WITH the possible exception of Nordic skiers, it's the spectators who are expending the most energy here in Lillehammer.
Those of us watching the Olympic games on site have been working up big appetites trudging between venues - and finding a variety of foods when we come in from the cold. There's fish pudding and reindeer steak for bold visitors bent on maximizing their cultural culinary experience; American-style hamburgers and pizza for the less adventurous.
Lillehammer has supplemented its few restaurants with food service under tents and in converted shopping spaces.
Because restaurant meals are expensive, some spectators have found that the best strategy is to eat a hearty breakfast at the generous buffets usually included in hotel prices.
Some hotels offer American-style breakfast fare, but the traditional Norwegian smorgasbord is more unusual and certainly more interesting. It usually consists of a variety of thinly sliced whole-grain hardtack breads with marmalade and jam, cheeses, marinated herring and other fish, thinly sliced summer and salami-type sausages, cold-pressed meats (such as ham and lamb), soft-boiled eggs, and stewed fruits.
Featured cheeses include Jarlsberg and the less familiar but more distinctive Norwegian nokkelost and gjeitost.
Nokkelost is a medium-hard, pale-yellow cheese studded with whole cloves and caraway seeds, and gjeitost literally means ``goat cheese,'' but don't imagine soft white chevre. It is a hard, caramel-brown cheese with a sweet, nutty flavor that takes some getting used to (my teenagers insist they don't want to get used to it). Lately, gjeitost has been made in one-pound blocks stamped with Olympic motifs. Both native cheeses are thinly sliced (a Lillehammer native invented the cheese slicer) and eaten on buttered bread.
Prudent visitors shop for snacks to tote in their backpacks: keks (plain butter cookies), crackers, tubes of caviar paste, fresh fruit, and candy bars.
Most cafes serve smorbrod (open-faced sandwiches) cafeteria style - convenient for those who don't speak Norwegian and can simply select by pointing.
Some tourists take to the Norwegian practice of eating open-faced sandwiches with a knife and fork. Two favorites are karbonade med lok (ground beef or veal patties spiced with nutmeg, fried, topped with sauteed onions and parsley, and served on a slice of paper-thin slice of grain bread) and reke (a mound of tiny shrimp on a slice of thin white bread spread with mayonnaise and garnished with lemon).
A low-budget lunch alternative is varme polser (hot dogs), sold at street stands. This long, skinny Norwegian version is served with sweet brown mustard and chopped raw onions. The hot dogs are wrapped in lefse, a soft unleavened bread made of mashed potatoes and flour.

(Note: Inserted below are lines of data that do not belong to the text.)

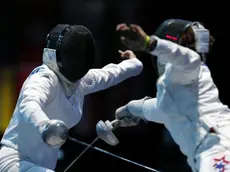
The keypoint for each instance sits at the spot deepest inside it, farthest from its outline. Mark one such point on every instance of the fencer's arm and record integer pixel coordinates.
(179, 56)
(110, 75)
(145, 108)
(35, 93)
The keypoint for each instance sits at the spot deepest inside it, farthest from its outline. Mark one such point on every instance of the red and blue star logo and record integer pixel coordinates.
(220, 164)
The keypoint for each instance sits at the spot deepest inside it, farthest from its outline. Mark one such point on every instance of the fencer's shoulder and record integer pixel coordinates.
(43, 72)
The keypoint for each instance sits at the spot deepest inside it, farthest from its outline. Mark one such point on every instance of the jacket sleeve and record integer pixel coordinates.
(35, 93)
(146, 108)
(185, 62)
(110, 75)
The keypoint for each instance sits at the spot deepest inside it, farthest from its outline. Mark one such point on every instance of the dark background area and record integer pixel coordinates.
(23, 29)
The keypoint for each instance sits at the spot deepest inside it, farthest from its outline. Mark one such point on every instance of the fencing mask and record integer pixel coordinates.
(75, 49)
(173, 29)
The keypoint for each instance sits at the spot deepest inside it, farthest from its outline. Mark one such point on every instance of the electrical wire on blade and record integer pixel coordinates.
(103, 151)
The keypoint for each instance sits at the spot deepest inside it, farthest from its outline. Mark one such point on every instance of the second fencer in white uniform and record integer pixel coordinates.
(187, 100)
(52, 97)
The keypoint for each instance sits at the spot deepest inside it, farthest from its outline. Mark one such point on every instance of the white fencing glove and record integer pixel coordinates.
(53, 132)
(131, 113)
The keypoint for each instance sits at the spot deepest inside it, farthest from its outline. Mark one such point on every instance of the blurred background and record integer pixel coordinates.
(24, 25)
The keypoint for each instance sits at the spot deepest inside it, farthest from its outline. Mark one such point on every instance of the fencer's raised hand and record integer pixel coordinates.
(53, 132)
(127, 119)
(133, 37)
(128, 54)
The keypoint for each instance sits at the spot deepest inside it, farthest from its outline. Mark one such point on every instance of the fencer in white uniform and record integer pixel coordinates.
(187, 100)
(51, 99)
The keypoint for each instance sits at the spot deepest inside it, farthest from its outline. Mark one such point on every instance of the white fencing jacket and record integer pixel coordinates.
(187, 100)
(43, 97)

As a visitor from Minnesota commented after sampling the unusual hot-dog wrap and while watching a hockey game, ``they sure serve a lot of potatoes over here.''
Late-afternoon brings a chance to warm up in a local cafe and sample pastries and Solo, a tart Norwegian citrus soda. Viennerbrod, Danish pastries, Napoleons, and eclairs filled with custard or whipped cream are popular, but Norwegians especially love their vafler (waffles). They are not eaten at breakfast here but rather at teatime or for dessert. They are baked in heart-shaped irons and served cold, spread with butter and jam or a sprinkling of sugar.
Olympic spectators fortunate enough to be invited to a Norwegian home might taste homemade smorbrod, vafler, and an assortment of cookies and cakes, such as blotkake, Norway's traditional birthday sponge cake, cut in multiple layers and spread with a fruit whipped-cream blend or the more subtle Fyrstekake, Prince's Cake, which consists of a rich pastry-like dough filled with ground almonds and topped with a lattice crust.
After watching figure-skating practice, American tourist Mike Hilder, from Washington, D.C., raved about his experience staying in a private home where he was treated to a breakfast of smoked salmon, scrambled eggs, and caviar. He plans to buy several caviar tubes, which are less expensive and more available here than in the states.
He sums up his approach to Norwegian food: ``If it's white, it's right.''
The presentation is almost as enjoyable as the food itself. A host may use sterling silver and porcelain, or pewter and pottery, but both formal and casual tables are decorated with fresh flowers, candles, and colorful paper napkins.
Restaurants uphold this tradition, making dinner at a good restaurant a not-to-be-missed experience, despite the cost (up to $70 per person). Gloved servers bring silver trays of food arranged for eye appeal with colorful, intricate garnishes.
If you'd like to create a traditional Norwegian dinner, try roasting pork loin or baked pork ribs and sausages, adding some parboiled onions and potatoes to the roasting pan during the last half hour of cooking. Present the main course on a platter with tomato wedges and parsley. Norwegians might precede this with soup, and they'd accompany the pork with surkal, a sweet-sour cabbage dish, and lingonberries.